We can see that the implementation for PyTorch is essentially the same as the one for Keras. The main difference is that the compile_fn function that returns both forward_fn and the list of Pytorch modules (as in nn.Module) that have been used in the computation. This list is used to keep track of which Pytorch modules are used by the DeepArchitect module. For example, this is necessary to move them to the GPU or CPU, or get their parameters.
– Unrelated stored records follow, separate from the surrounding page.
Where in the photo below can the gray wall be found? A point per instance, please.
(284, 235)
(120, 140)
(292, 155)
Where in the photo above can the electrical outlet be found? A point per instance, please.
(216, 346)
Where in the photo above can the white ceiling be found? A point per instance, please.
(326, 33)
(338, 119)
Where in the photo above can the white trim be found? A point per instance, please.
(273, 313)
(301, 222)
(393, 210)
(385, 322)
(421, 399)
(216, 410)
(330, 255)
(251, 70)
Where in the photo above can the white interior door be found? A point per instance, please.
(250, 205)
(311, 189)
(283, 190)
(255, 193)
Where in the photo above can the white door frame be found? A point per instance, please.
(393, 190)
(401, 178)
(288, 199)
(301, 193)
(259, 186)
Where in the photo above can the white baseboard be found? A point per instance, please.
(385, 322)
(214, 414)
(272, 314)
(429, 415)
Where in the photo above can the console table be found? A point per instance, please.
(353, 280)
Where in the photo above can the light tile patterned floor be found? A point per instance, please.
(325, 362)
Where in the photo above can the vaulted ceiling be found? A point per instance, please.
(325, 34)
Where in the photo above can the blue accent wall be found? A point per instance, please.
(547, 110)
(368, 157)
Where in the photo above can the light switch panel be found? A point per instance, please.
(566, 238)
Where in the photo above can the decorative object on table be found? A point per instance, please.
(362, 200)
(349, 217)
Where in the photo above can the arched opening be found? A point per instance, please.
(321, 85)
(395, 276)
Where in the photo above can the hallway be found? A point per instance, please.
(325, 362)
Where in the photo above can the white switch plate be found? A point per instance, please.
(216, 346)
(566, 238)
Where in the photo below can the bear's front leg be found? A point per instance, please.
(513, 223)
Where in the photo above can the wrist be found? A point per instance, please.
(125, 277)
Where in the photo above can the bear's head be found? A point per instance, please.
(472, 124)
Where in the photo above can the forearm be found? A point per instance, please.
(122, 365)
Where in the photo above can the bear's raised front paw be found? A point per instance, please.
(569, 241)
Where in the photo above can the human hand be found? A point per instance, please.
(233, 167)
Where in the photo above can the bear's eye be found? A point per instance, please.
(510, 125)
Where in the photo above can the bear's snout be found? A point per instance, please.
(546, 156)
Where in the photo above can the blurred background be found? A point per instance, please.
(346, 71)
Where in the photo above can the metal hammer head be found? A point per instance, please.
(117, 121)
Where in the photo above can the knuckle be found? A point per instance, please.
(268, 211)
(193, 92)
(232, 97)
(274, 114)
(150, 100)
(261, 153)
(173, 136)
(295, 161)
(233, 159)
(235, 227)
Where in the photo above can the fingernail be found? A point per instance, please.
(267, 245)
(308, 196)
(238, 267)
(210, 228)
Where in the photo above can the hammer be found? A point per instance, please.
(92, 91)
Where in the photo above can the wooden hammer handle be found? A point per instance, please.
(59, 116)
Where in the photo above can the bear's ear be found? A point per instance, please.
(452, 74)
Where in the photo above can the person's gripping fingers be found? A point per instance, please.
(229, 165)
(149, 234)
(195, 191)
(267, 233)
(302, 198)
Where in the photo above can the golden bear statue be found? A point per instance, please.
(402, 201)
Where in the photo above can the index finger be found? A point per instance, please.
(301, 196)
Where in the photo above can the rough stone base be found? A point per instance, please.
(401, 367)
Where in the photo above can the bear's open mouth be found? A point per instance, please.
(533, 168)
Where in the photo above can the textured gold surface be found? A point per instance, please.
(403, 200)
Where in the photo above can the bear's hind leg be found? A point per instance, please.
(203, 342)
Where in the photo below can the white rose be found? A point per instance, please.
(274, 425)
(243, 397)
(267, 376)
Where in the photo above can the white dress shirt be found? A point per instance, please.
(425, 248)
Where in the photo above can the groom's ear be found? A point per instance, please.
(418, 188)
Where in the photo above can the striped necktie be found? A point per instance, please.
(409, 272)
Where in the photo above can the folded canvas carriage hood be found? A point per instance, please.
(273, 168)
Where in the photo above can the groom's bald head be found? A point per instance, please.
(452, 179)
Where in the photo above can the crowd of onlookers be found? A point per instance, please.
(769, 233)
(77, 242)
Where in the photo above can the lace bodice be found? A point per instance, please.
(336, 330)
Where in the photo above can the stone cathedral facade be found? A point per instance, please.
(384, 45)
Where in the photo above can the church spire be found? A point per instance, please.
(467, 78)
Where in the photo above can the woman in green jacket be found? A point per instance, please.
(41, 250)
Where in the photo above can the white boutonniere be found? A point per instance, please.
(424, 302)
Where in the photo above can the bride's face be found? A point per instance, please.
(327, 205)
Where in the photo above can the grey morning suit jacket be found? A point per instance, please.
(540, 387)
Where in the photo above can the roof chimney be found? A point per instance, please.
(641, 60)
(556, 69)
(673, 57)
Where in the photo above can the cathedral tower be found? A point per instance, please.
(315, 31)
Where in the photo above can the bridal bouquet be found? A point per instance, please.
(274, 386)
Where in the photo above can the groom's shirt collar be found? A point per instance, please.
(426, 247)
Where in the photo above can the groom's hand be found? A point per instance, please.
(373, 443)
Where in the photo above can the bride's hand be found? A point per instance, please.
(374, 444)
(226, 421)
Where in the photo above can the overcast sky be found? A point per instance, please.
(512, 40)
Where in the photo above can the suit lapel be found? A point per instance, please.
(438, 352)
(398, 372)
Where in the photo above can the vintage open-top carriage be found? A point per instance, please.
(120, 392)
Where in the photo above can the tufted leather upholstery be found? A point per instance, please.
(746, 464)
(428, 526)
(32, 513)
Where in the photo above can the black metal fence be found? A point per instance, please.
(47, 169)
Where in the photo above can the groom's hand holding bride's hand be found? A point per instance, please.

Changes from Tensorflow to Pytorch are mainly a result of the differences in how these two frameworks declare computational graphs.

import deep_architect.helpers.pytorch_support as hpy


def conv2d(h_filters, h_kernel_size, h_strides, h_activation, h_use_bias):

    def compile_fn(di, dh):
        m = Conv2D(**dh)

        def forward_fn(di):
            return {"out": m(di["in"])}

        return forward_fn

    return PyTorchModule(
        "Conv2D", {
            "filters": h_filters,
            "kernel_size": h_kernel_size,
            "strides": h_strides,
            "activation": h_activation,
            "use_bias": h_use_bias
        }, compile_fn, ["in"], ["out"]).get_io()


def conv2d_pytorch(h_filters, h_kernel_size, h_strides, h_activation,
                   h_use_bias):
    return hpy.siso_pytorch_module_from_pytorch_layer_fn(
        Conv2D, {
            "filters": h_filters,
            "kernel_size": h_kernel_size,
            "strides": h_strides,
            "activation": h_activation,
            "use_bias": h_use_bias
        })

Concluding remarks

DeepArchitect is not limited to deep learning frameworks—any domain that for which we can define notions of compile and forward (or potentially, other operations) as they were discussed above can be supported. Another aspect to keep in mind is that there is not a need for all the modules of the computational graph to be in the same domain (e.g., a preprocessing component followed by the actual graph propagation).

We showcased support for both static (Keras) and dynamic deep learning (PyTorch) frameworks. The notions of basic modules, substitution modules, independent hyperparameters, and dependent hyperparameters are general and can be used across a large range of settings (e.g., scikit-learn or data augmentation pipelines). We leave the consideration of other frameworks (deep learning or otherwise) to the reader.